Breakfast Blueberry Ricotta Pancakes (#2380)
Share This Recipe
- 6 tablespoons All-Purpose Flour
- 1/2 cup Whole Wheat Pastry Flour
- 1 tsp Baking Powder
- 1/4 tsp Baking Soda
- 1/2 tsp Nutmeg ground
- 1 tsp Sugar or honey
- 3/4 cup Ricotta Cheese low-fat
- 2 large Eggs or you can 1 large egg and 1 large egg white
- 1/2 cup Buttermilk or non-fat
- 1 Tbsp Lemon Juice
- 1 tsp Lemon Zest freshly grated
- 2 tsp Olive Oil divided, or canola oil
- 3/4 cup Blueberries fresh or frozen, not thawed
- Sift all-purpose flour, wheat flour, sugar, baking powder, baking soda and nutmeg in a small bowl.
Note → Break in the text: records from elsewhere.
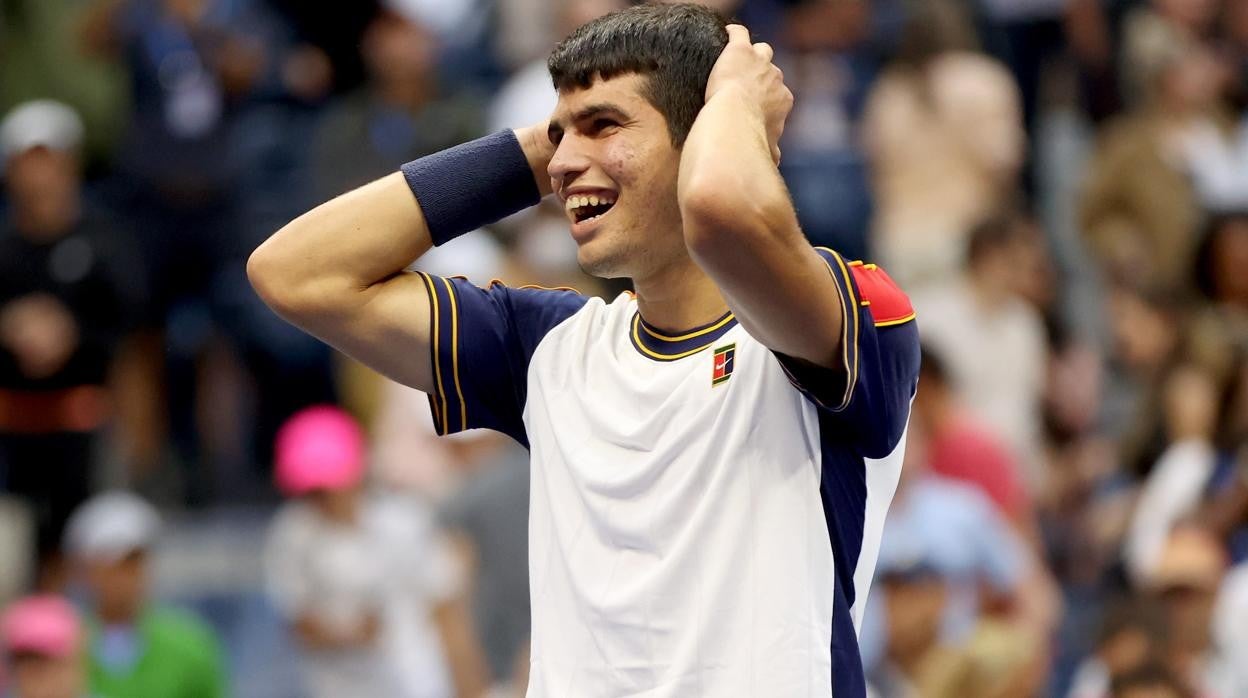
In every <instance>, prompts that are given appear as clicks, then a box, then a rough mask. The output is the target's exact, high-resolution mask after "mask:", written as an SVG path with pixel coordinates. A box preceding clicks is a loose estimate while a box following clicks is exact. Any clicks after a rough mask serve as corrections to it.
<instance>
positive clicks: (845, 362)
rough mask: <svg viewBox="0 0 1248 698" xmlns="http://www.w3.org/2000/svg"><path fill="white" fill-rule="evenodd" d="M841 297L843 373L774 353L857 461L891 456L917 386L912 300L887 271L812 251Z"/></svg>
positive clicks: (915, 348)
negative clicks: (863, 458) (816, 255)
mask: <svg viewBox="0 0 1248 698" xmlns="http://www.w3.org/2000/svg"><path fill="white" fill-rule="evenodd" d="M817 251H819V255H820V256H821V257H822V258H824V262H825V263H827V270H829V272H830V273H831V275H832V277H834V278H836V286H837V288H839V290H840V295H841V310H842V326H841V362H842V365H841V366H837V367H835V368H824V367H820V366H814V365H811V363H807V362H804V361H800V360H796V358H792V357H789V356H784V355H781V353H779V352H778V353H776V357H778V358H779V360H780V366H781V367H784V370H785V372H786V373H787V375H789V380H790V381H791V382H792V385H794V386H795V387H796V388H797V390H799V391H801V393H802V395H804V396H806V398H807V400H810V401H811V402H814V403H815V405H816V406H817V407H819V408H820V410H822V411H825V412H826V413H827V415H829V416H830V417H831V421H832V422H834V423H835V425H837V427H840V430H839V431H841V433H842V435H844V436H845V438H847V440H849V441H850V442H851V443H854V445H855V448H856V450H857V452H859V453H860V455H861V456H865V457H867V458H882V457H885V456H887V455H889V453H891V452H892V450H894V448H895V447H896V446H897V442H900V441H901V436H902V433H905V428H906V421H907V420H909V418H910V400H911V398H912V397H914V395H915V388H916V386H917V383H919V327H917V325H916V322H915V313H914V310H912V308H911V306H910V300H909V298H907V297H906V295H905V293H902V292H901V290H900V288H897V286H896V285H895V283H894V282H892V280H891V278H889V276H887V273H885V272H884V270H881V268H879V267H876V266H875V265H864V263H862V262H846V261H845V260H844V258H841V256H840V255H837V253H836V252H834V251H831V250H827V248H825V247H819V248H817Z"/></svg>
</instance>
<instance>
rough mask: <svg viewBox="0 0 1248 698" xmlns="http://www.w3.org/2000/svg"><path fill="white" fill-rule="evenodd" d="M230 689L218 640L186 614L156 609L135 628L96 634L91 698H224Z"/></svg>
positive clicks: (220, 647) (201, 626)
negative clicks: (223, 665) (227, 682)
mask: <svg viewBox="0 0 1248 698" xmlns="http://www.w3.org/2000/svg"><path fill="white" fill-rule="evenodd" d="M226 687H227V679H226V672H225V666H223V662H222V658H221V647H220V644H218V643H217V638H216V636H213V633H212V631H211V629H210V628H208V627H207V626H206V624H203V622H201V621H198V619H196V618H193V617H191V616H188V614H186V613H182V612H178V611H171V609H163V608H155V609H150V611H147V612H145V613H144V616H142V617H141V618H140V619H139V623H136V624H135V626H134V628H120V629H119V628H102V627H100V626H96V627H94V628H92V629H91V667H90V688H91V696H95V697H99V698H222V697H225V696H226Z"/></svg>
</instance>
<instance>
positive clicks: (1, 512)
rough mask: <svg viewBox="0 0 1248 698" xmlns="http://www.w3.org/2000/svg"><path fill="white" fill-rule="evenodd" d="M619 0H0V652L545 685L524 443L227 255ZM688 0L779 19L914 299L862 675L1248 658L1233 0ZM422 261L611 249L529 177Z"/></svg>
mask: <svg viewBox="0 0 1248 698" xmlns="http://www.w3.org/2000/svg"><path fill="white" fill-rule="evenodd" d="M625 4H626V0H352V1H349V2H346V1H342V2H298V1H295V0H0V117H2V121H0V175H2V184H4V189H2V194H0V604H4V606H5V607H6V611H5V612H4V616H2V619H0V642H2V648H0V649H2V657H4V663H2V669H0V693H2V692H4V691H7V692H9V693H10V694H12V696H15V697H19V698H34V697H40V698H81V697H85V696H92V697H100V698H147V697H152V698H166V697H181V696H185V697H187V698H192V697H201V696H202V697H216V696H226V694H236V696H241V697H252V696H255V697H268V696H272V697H286V696H314V697H346V696H394V697H408V696H409V697H431V698H432V697H444V696H469V697H475V696H487V694H489V696H519V694H523V687H524V676H525V672H527V667H528V661H527V651H525V646H527V636H528V613H529V611H528V588H527V578H528V567H527V542H525V521H527V507H528V471H527V458H525V453H524V451H523V450H520V448H519V447H518V446H517V445H514V443H512V442H509V441H507V440H505V437H500V436H497V435H489V433H468V435H461V436H457V437H451V438H444V440H439V438H436V437H434V436H433V425H432V420H431V417H429V408H428V403H427V402H426V398H424V396H423V395H421V393H418V392H416V391H412V390H408V388H404V387H402V386H397V385H393V383H389V382H386V381H384V380H382V378H379V377H378V376H376V375H373V373H371V372H369V371H367V370H364V368H362V367H361V366H358V365H356V363H353V362H352V361H349V360H348V358H346V357H342V356H338V355H334V353H333V352H331V351H329V350H328V348H326V347H324V346H323V345H321V343H319V342H317V341H316V340H313V338H311V337H307V336H303V335H302V333H300V332H298V331H296V330H293V328H292V327H290V326H287V325H286V323H283V322H282V321H280V320H278V318H277V317H276V316H273V315H272V313H270V312H268V311H267V308H265V307H263V305H262V303H261V302H260V301H258V300H257V298H256V296H255V295H253V293H252V292H251V290H250V287H248V285H247V281H246V277H245V260H246V257H247V255H248V253H250V251H251V250H252V248H253V247H255V246H256V245H257V243H258V242H260V241H261V240H263V238H265V237H267V235H270V233H271V232H272V231H273V230H276V229H277V227H280V226H281V225H282V224H285V222H286V221H287V220H290V219H292V217H293V216H296V215H298V214H300V212H302V211H303V210H306V209H308V207H311V206H312V205H314V204H316V202H318V201H322V200H324V199H327V197H331V196H334V195H337V194H341V192H343V191H346V190H348V189H351V187H354V186H357V185H361V184H364V182H367V181H369V180H372V179H374V177H378V176H381V175H384V174H388V172H392V171H394V170H396V169H397V167H398V166H399V165H401V164H402V162H406V161H408V160H413V159H416V157H418V156H422V155H426V154H429V152H433V151H437V150H441V149H443V147H447V146H449V145H453V144H457V142H461V141H464V140H468V139H472V137H474V136H478V135H484V134H487V132H490V131H494V130H498V129H505V127H515V126H523V125H528V124H532V122H537V121H539V120H540V119H544V117H545V116H547V115H548V114H549V112H550V110H552V107H553V105H554V101H555V95H554V91H553V89H552V87H550V82H549V79H548V76H547V74H545V65H544V57H545V55H547V54H548V51H549V50H550V49H552V47H553V45H554V44H555V42H557V41H558V39H559V37H562V36H563V35H565V34H567V32H568V31H569V30H570V29H573V27H575V26H578V25H579V24H582V22H584V21H587V20H589V19H593V17H595V16H598V15H600V14H604V12H608V11H612V10H614V9H618V7H620V6H623V5H625ZM705 4H711V5H715V6H716V7H719V9H720V10H723V11H724V12H725V14H729V15H735V16H736V17H739V19H740V20H743V21H744V22H745V24H748V25H749V26H750V29H751V30H753V32H754V34H755V36H756V37H758V39H759V40H766V41H770V42H771V44H773V45H774V46H775V49H776V59H775V60H776V61H778V64H779V65H780V66H781V67H782V69H784V72H785V77H786V81H787V84H789V85H790V87H791V89H792V91H794V94H795V97H796V102H795V107H794V111H792V114H791V116H790V119H789V122H787V126H786V130H785V134H784V140H782V142H781V150H782V152H784V161H782V162H781V171H782V174H784V176H785V179H786V181H787V184H789V189H790V191H791V194H792V199H794V204H795V206H796V210H797V214H799V217H800V220H801V224H802V227H804V230H805V232H806V235H807V237H809V238H810V240H811V241H812V242H814V243H816V245H826V246H830V247H834V248H836V250H839V251H841V252H844V253H845V255H846V256H849V257H852V258H856V257H862V258H869V260H871V261H875V262H877V263H880V265H881V266H884V267H885V268H887V270H889V272H890V273H891V275H892V277H894V278H896V280H897V282H899V283H900V285H901V286H902V287H904V288H905V290H906V291H907V292H909V293H910V296H911V298H912V301H914V305H915V307H916V310H917V313H919V322H920V327H921V335H922V341H924V367H922V375H921V381H920V391H919V393H917V396H916V398H915V402H914V413H912V418H911V422H910V427H909V447H907V455H906V457H907V462H906V466H905V472H904V477H902V482H901V484H900V486H899V491H897V494H896V499H895V502H894V504H892V508H891V511H890V514H889V521H887V523H886V528H885V536H884V547H882V551H881V554H880V563H879V571H877V574H876V582H875V586H874V589H872V592H871V594H870V596H869V608H867V611H866V617H865V622H864V628H862V637H861V644H862V652H864V659H865V663H866V668H867V676H869V679H870V683H871V686H872V691H874V692H875V696H877V697H879V698H910V697H916V698H927V697H932V698H945V697H950V698H953V697H957V698H980V697H983V698H996V697H1000V698H1006V697H1023V696H1053V697H1071V698H1111V697H1112V698H1146V697H1147V698H1198V697H1199V698H1237V697H1241V698H1242V697H1248V0H715V1H708V2H705ZM418 266H419V267H421V268H424V270H427V271H431V272H434V273H444V275H457V273H462V275H466V276H468V277H469V278H472V280H473V281H475V282H478V283H488V282H489V281H490V280H492V278H495V277H497V278H502V280H504V281H505V282H508V283H512V285H523V283H540V285H545V286H574V287H577V288H580V290H582V291H583V292H588V293H599V295H604V296H614V295H615V293H618V292H620V290H622V286H619V285H617V283H608V282H602V281H598V280H593V278H588V277H585V276H584V275H583V273H582V272H580V271H579V270H578V268H577V267H575V247H574V245H573V242H572V241H570V238H569V237H568V233H567V222H565V219H564V216H563V214H562V211H559V210H558V209H553V210H552V209H550V207H549V206H547V205H543V206H539V207H537V209H534V210H532V211H527V212H524V214H520V215H517V216H514V217H512V219H509V220H507V221H503V222H500V224H498V225H495V226H492V227H490V229H489V230H482V231H477V232H474V233H472V235H469V236H466V237H463V238H461V240H457V241H456V242H453V243H451V245H447V246H444V247H441V248H438V250H436V251H434V252H432V253H431V255H428V256H427V257H426V258H422V260H421V261H419V262H418ZM221 512H225V513H221ZM217 514H221V516H217ZM222 517H223V521H226V523H225V524H222V526H223V527H218V526H217V524H210V523H205V522H220V521H222ZM231 522H232V523H231ZM173 532H181V533H180V534H177V536H175V533H173ZM187 532H190V533H187ZM175 538H176V539H175ZM203 541H208V542H210V543H211V544H208V543H205V542H203ZM252 543H255V544H252ZM221 551H243V552H242V553H238V554H233V553H231V554H225V553H222V552H221ZM231 556H232V557H231ZM171 561H173V562H176V563H177V564H175V563H173V562H171ZM240 561H241V562H240ZM172 569H181V571H182V573H181V576H180V577H178V576H177V574H176V573H175V572H171V571H172ZM252 569H253V573H252V572H250V571H252ZM187 571H190V572H187ZM205 579H215V581H220V579H223V582H220V583H216V582H215V586H213V584H205V583H197V582H203V581H205ZM205 586H206V587H211V588H210V589H208V592H211V593H208V592H205V593H203V594H201V596H203V597H211V598H198V599H196V598H195V597H196V593H195V589H198V588H201V587H205ZM253 596H255V597H257V598H258V599H260V601H256V599H253V598H252V597H253ZM240 618H245V619H246V622H241V621H238V619H240ZM266 618H267V619H268V621H270V624H271V626H272V628H276V632H267V631H266V629H265V627H266V626H265V624H263V622H262V621H263V619H266ZM266 633H267V634H266ZM266 643H267V644H266ZM281 643H285V644H286V647H288V648H290V657H292V658H295V662H293V663H292V666H293V667H296V671H293V672H290V673H283V672H281V671H276V669H275V667H280V666H282V663H281V662H268V663H267V664H265V663H262V662H260V659H257V658H258V657H272V656H273V654H272V652H270V651H268V649H265V648H267V647H268V646H270V644H281ZM266 652H267V653H266ZM257 664H265V666H261V667H258V668H257Z"/></svg>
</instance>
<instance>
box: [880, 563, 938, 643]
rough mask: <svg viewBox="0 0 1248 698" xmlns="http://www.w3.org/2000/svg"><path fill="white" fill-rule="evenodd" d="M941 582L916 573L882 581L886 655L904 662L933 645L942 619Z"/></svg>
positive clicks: (930, 576) (935, 574) (920, 573)
mask: <svg viewBox="0 0 1248 698" xmlns="http://www.w3.org/2000/svg"><path fill="white" fill-rule="evenodd" d="M946 593H947V592H946V589H945V582H943V581H942V579H941V578H940V577H938V576H936V574H927V573H920V574H916V576H905V577H901V578H894V579H887V578H886V579H885V583H884V602H885V607H886V608H887V617H889V656H890V657H891V658H892V659H894V661H897V662H901V663H905V662H909V661H911V659H915V658H917V657H920V656H922V653H924V652H926V651H927V649H929V648H931V647H932V646H935V644H936V641H937V638H938V637H940V627H941V619H942V618H943V616H945V598H946Z"/></svg>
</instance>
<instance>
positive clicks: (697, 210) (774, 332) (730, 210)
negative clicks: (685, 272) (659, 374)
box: [678, 25, 842, 368]
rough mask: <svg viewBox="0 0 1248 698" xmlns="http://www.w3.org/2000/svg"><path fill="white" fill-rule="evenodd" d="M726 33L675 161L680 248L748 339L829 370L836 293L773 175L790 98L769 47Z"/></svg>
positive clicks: (746, 32)
mask: <svg viewBox="0 0 1248 698" xmlns="http://www.w3.org/2000/svg"><path fill="white" fill-rule="evenodd" d="M728 31H729V42H728V46H726V47H725V49H724V52H723V54H720V57H719V60H718V61H716V64H715V67H714V69H713V70H711V74H710V80H709V81H708V85H706V104H705V105H704V106H703V110H701V111H700V112H699V115H698V119H696V120H695V121H694V125H693V129H691V130H690V131H689V136H688V139H686V140H685V145H684V150H683V152H681V157H680V176H679V181H678V194H679V200H680V214H681V217H683V221H684V235H685V243H686V246H688V248H689V252H690V255H691V256H693V258H694V261H695V262H696V263H698V265H699V266H700V267H701V268H703V270H704V271H706V273H709V275H710V276H711V278H714V280H715V282H716V285H718V286H719V288H720V291H721V292H723V293H724V296H725V300H726V301H728V303H729V306H730V307H731V308H733V312H734V313H735V315H736V318H738V321H740V323H741V325H743V326H744V327H745V328H746V330H748V331H749V332H750V335H751V336H754V337H755V338H758V340H759V341H761V342H763V343H764V345H766V346H768V347H770V348H771V350H774V351H778V352H781V353H784V355H787V356H791V357H794V358H797V360H802V361H806V362H810V363H812V365H815V366H822V367H827V368H832V367H836V366H837V365H839V358H837V356H839V348H840V346H841V341H842V332H841V323H842V307H841V300H840V291H839V290H837V285H836V282H835V280H834V277H832V275H831V273H829V266H827V265H826V263H825V262H824V260H822V258H821V257H820V256H819V253H817V252H816V251H815V250H814V248H812V247H811V246H810V243H809V242H806V240H805V237H804V236H802V233H801V230H800V227H799V226H797V216H796V214H795V211H794V209H792V202H791V201H790V199H789V191H787V189H786V187H785V184H784V180H781V177H780V171H779V170H778V162H779V147H778V145H776V144H778V141H779V139H780V132H781V131H782V130H784V120H785V117H786V116H787V115H789V110H790V107H791V106H792V94H791V92H790V91H789V89H787V87H785V85H784V77H782V75H781V74H780V69H778V67H776V66H775V65H774V64H773V62H771V47H770V46H768V45H766V44H754V45H751V44H750V37H749V32H748V31H746V29H745V27H744V26H740V25H730V26H729V27H728ZM811 317H819V318H822V321H821V322H819V323H817V325H812V323H811Z"/></svg>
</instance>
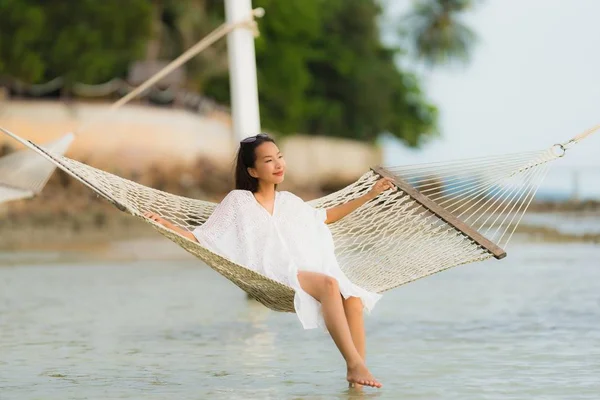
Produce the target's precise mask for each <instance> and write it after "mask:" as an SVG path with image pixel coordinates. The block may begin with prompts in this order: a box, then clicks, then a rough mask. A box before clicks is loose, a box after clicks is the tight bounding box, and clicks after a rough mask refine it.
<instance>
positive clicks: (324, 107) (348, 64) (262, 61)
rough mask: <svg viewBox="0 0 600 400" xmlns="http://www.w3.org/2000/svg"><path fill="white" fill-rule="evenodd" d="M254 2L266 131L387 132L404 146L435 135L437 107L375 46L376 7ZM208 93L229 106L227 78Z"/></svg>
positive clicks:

- Mix well ricotta, egg, buttermilk, lemon juice and zest in a large bowl until smooth.
- Stir the dry ingredients into the wet ingredients until just combined.
- Brush a large nonstick skillet with 1/2 teaspoon oil or coated with cooking spray and place over medium heat until hot.
- Cook 2 pancakes at one time, using a generous 1/4 cup of batter for each pancake, pour the batter for 2 pancakes into the pan, sprinkle blueberries on each pancake and cook until the edges are dry and bubbles begin to form, about 2 minutes.
- Flip the pancakes and cook until golden brown, about 2 minutes more.
- Repeat with the remaining oil, batter and berries, adjusting the heat as necessary to prevent burning.
- Serve these light pancakes with chunky blueberry sauce, maple syrup or honey.
- Sprinkling the berries on top of the cooking pancakes ensures even distribution.
- Keep finished pancakes warm in a 200°f oven, if desired, while cooking the rest.